For procurement and supply chain professionals, the most relevant applications are:

  • Supplier country assessment — understand how the countries where your key suppliers operate rank on labor costs, energy, logistics, and trade access. If a country's manufacturing cost position is eroding, that can eventually affect supplier pricing, capacity, or reliability.
  • Cost driver monitoring — the Foundation Layer tracks manufacturing labor, energy, logistics, and macroeconomic conditions monthly. For teams managing sourcing relationships across multiple countries, this provides an ongoing view of how structural costs are shifting.
  • Sourcing risk signals — changes in a country's rank on freight costs, tariff environment, or industrial margins can surface early signals of sourcing risk before they show up in supplier quotes.

This product covers the country-level lens: how attractive is each country as a manufacturing environment for your suppliers' industry. For commodity price tracking, use Primary Commodity Prices. For production cost benchmarks, use Commodity Production Costs.

Is this relevant for government or public sector analysts?

Yes. Government agencies, development banks, ministries of industry, and international organizations use this product to benchmark a country's manufacturing competitiveness against the global universe of 33 peer economies.

Common applications:

  • A national development agency tracks how its country ranks across manufacturing labor, energy, logistics, and industrial margins — month over month — to quantify which areas most constrain manufacturing attractiveness.
  • A policy analyst preparing an investment climate assessment uses the standardized scoring to compare the country against regional peers and the global average.
  • A development bank evaluating a country's readiness for industrial investment monitors whether structural conditions are improving or deteriorating relative to the 33-country baseline.

For public sector organizations that need to share reports across government departments or with external counterparts, the Ultimate plan includes the Third-Party Sharing rights required for that kind of distribution.

What decisions does this support — and what doesn't it replace?

This product is a benchmarking and monitoring tool.
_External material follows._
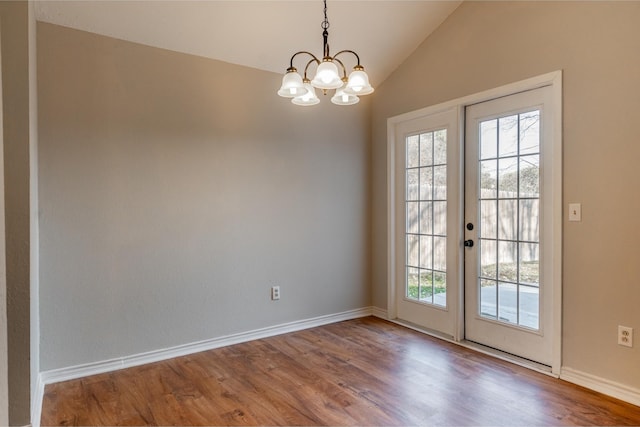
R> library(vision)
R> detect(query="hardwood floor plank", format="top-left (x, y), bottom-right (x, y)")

It gives you a structured, monthly-updated view of how countries compare as manufacturing environments — not a final decision engine.

What it supports well:

  • Narrowing a long list of candidate countries to a shortlist based on comparative data
  • Identifying which cost factors are structural strengths or weaknesses in a target location
  • Tracking whether a country's competitive position is improving or deteriorating over time
  • Calibrating cross-country CapEx assumptions using Plant Location Factors and the Construction Cost Index (Advanced and Ultimate plans)

What it doesn't replace:

  • Project-specific feasibility studies with actual site selection, permitting, and on-ground cost modeling
  • Commodity price tracking — use Primary Commodity Prices for that
  • Production cost estimates for specific processes — use Commodity Production Costs for that
  • Legal, regulatory, and tax advisory for a specific investment

The right frame: this product answers "which countries look most attractive for manufacturing in my sector, and how is that changing?" It gives you the structural intelligence to decide where to focus deeper investigation — not the investment decision itself.